The front desk representative handed me a stack of forms to fill-out as soon as I announced I had an appointment with the specialist. It was the beginning of the year. Everything had to be updated. We all know the drill.
While the front desk clerk was making copies of my insurance card (why do we still make copies?), I reached into my pocket to pull out the money to pay for the copay. When she got back to her chair I extended my hand with the money. She said, “We’ll bill you. Don’t worry about it. We just changed computer systems and everything is crazy.”
The PM in me wanted to ask for the administrator of the practice and tell that person, in a polite manner, ARE YOU CRAZY? Have you considered the financial impact of co-payment collections in your practice?
The manager wasn’t around, but since you’ve read this far, let me tell you the financial impact of not collecting a copayment.
Let it slide
Say the front office lets one co-payment “slide” each morning and afternoon, how much money are we talking about? Let’s do simple math:
2 x $25 x 5 days per week x 52 weeks = $13,000!
$13,000 over the course of a year if we assume each co-payment is $25 each.
If each copayment is $35, the number jumps to $18,200
But that is not the end of it. By not collecting at the time of service, the practice then incurs a cost to collect the money owed. That is not the end of it either. Chances the practice will collect 100% of those missed copayments is unlikely. Certainly not impossible, but unlikely.
A practice that isn’t very good at collecting copayments up-front is probably not very good at collecting for patient balances after the fact. Is that a safe assumption? I think so.
We’re talking about the practice’s margin
There was a time when copayments and patient balances did not command a large percentage of a practice’s revenue. But things have changed. Now, copayments and balances account of upwards of 30% of a practice’s revenue.

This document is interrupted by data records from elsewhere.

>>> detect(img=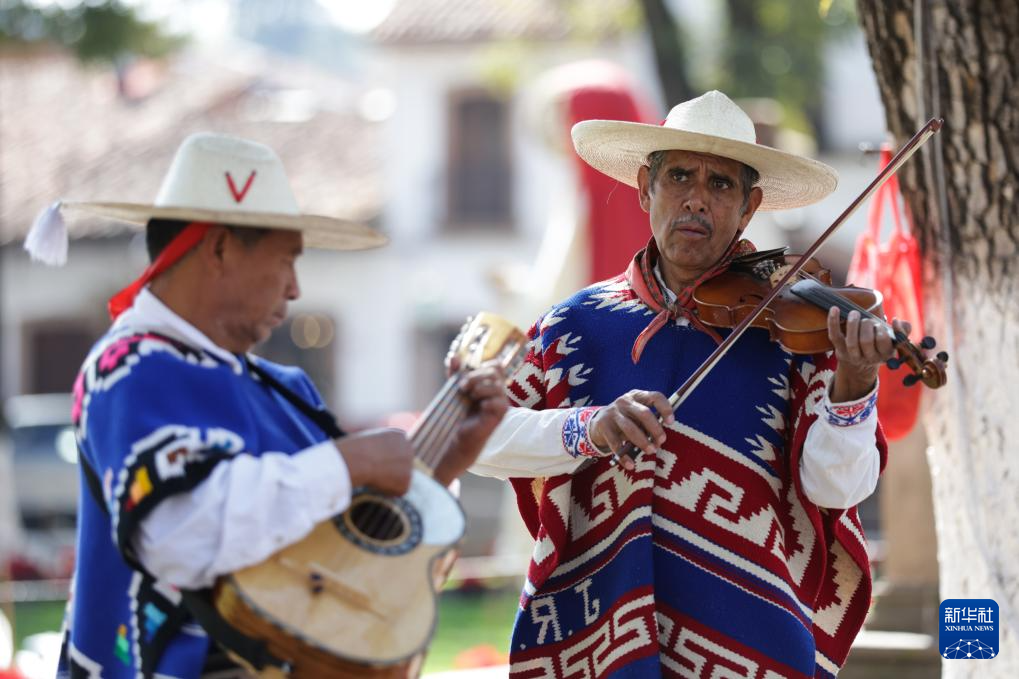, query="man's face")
[220,229,304,348]
[637,151,762,281]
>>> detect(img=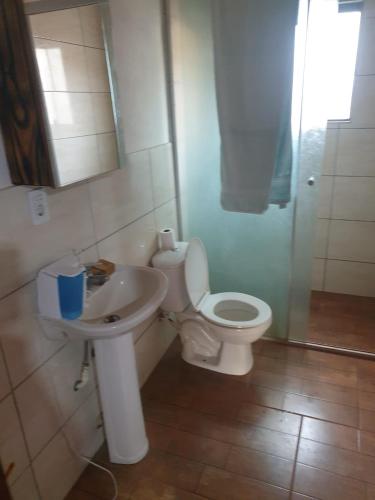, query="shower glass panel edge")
[288,0,337,342]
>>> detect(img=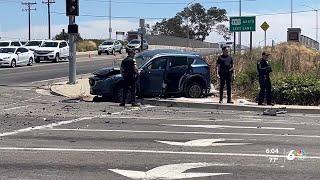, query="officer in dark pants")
[217,47,233,104]
[257,52,272,105]
[120,50,139,106]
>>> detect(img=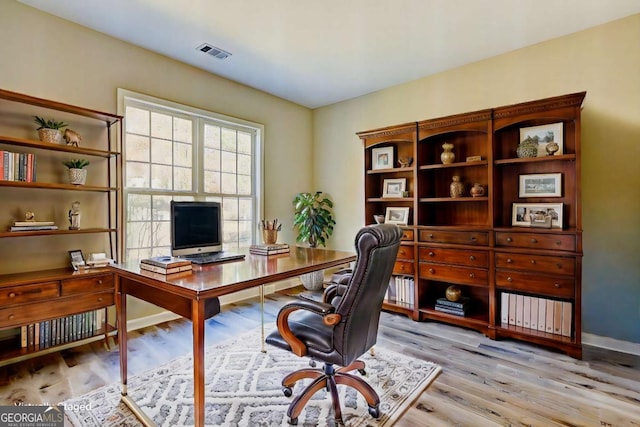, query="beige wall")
[314,15,640,343]
[0,0,312,318]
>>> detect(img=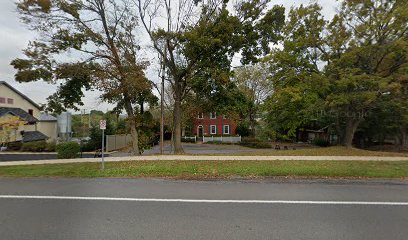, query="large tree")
[138,0,284,153]
[11,0,152,154]
[234,63,273,136]
[262,0,408,147]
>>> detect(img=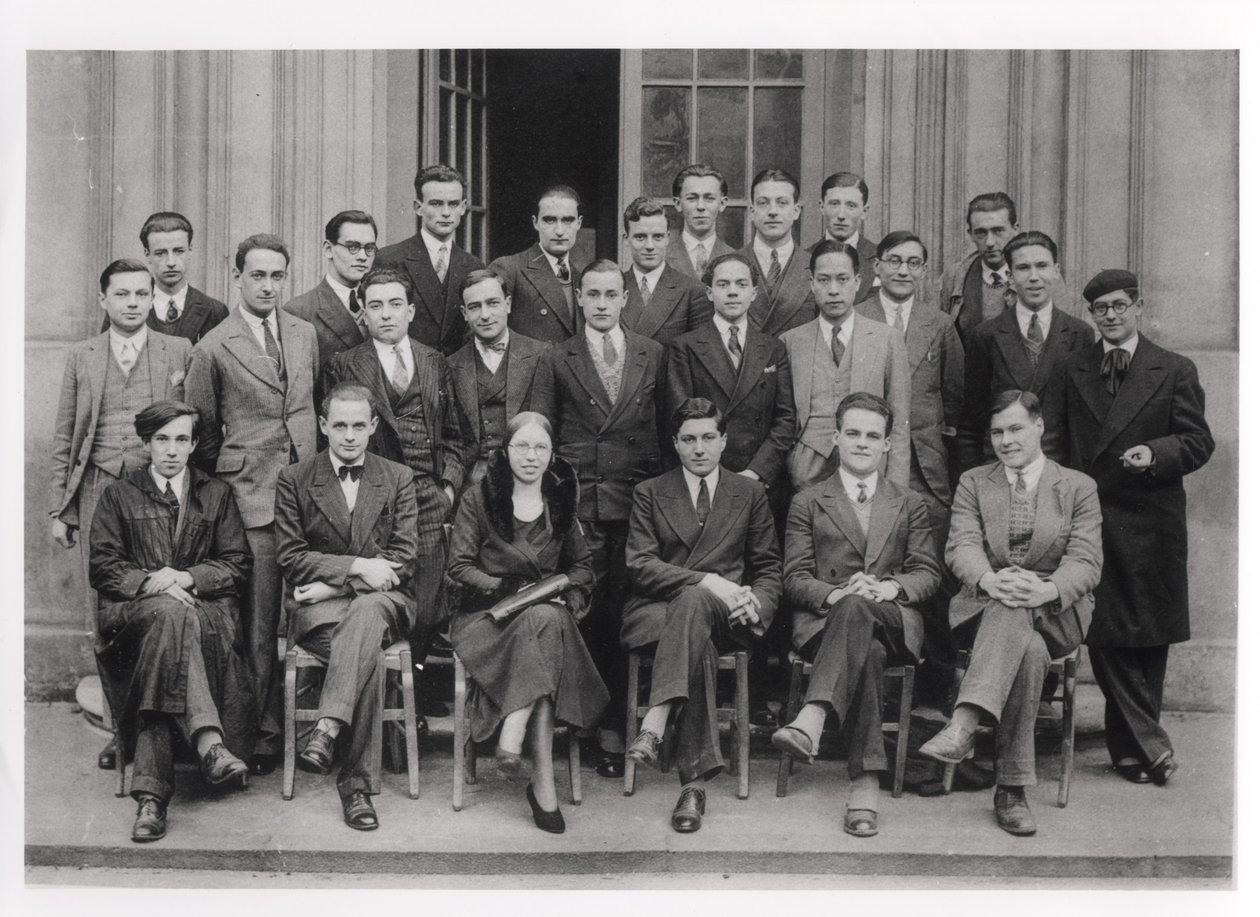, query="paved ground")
[25,686,1235,888]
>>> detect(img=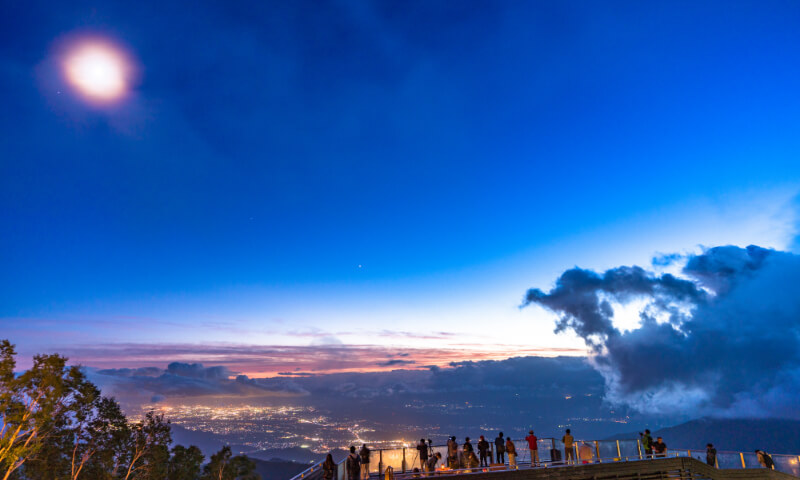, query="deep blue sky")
[0,1,800,372]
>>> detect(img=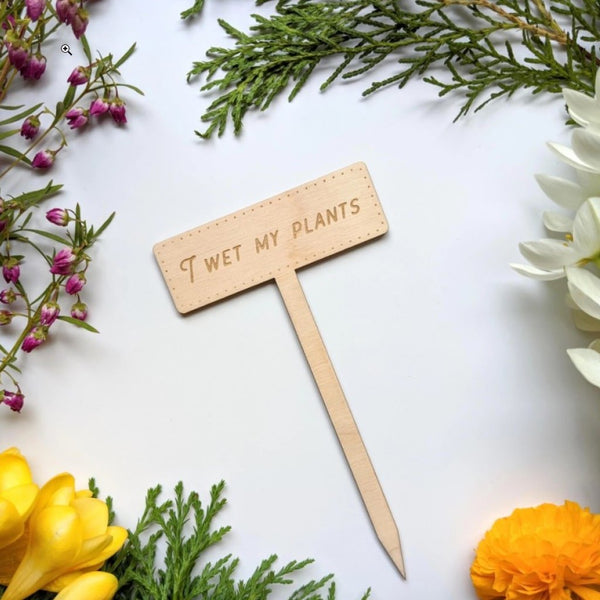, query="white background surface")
[0,0,600,600]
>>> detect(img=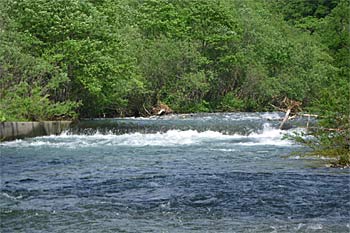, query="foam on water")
[0,123,292,148]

Analysts say the percentage is increasing as insurance companies continue to shift the risk to their customers (did I hear somebody say high deductible plans?). And by customers they really mean health providers because we are the ones stuck with the responsibility to collect for patient balances.
First things first
My advice to the administrator of that specialist practice? Join SOAPM and thank me later.
My second piece of advice: train, empower and support your front office staff to take the necessary steps to collect co-payments (and patient balances) while the patients is in the office.
It is your best chance (sometimes your only chance) to get paid for your doctors’ work.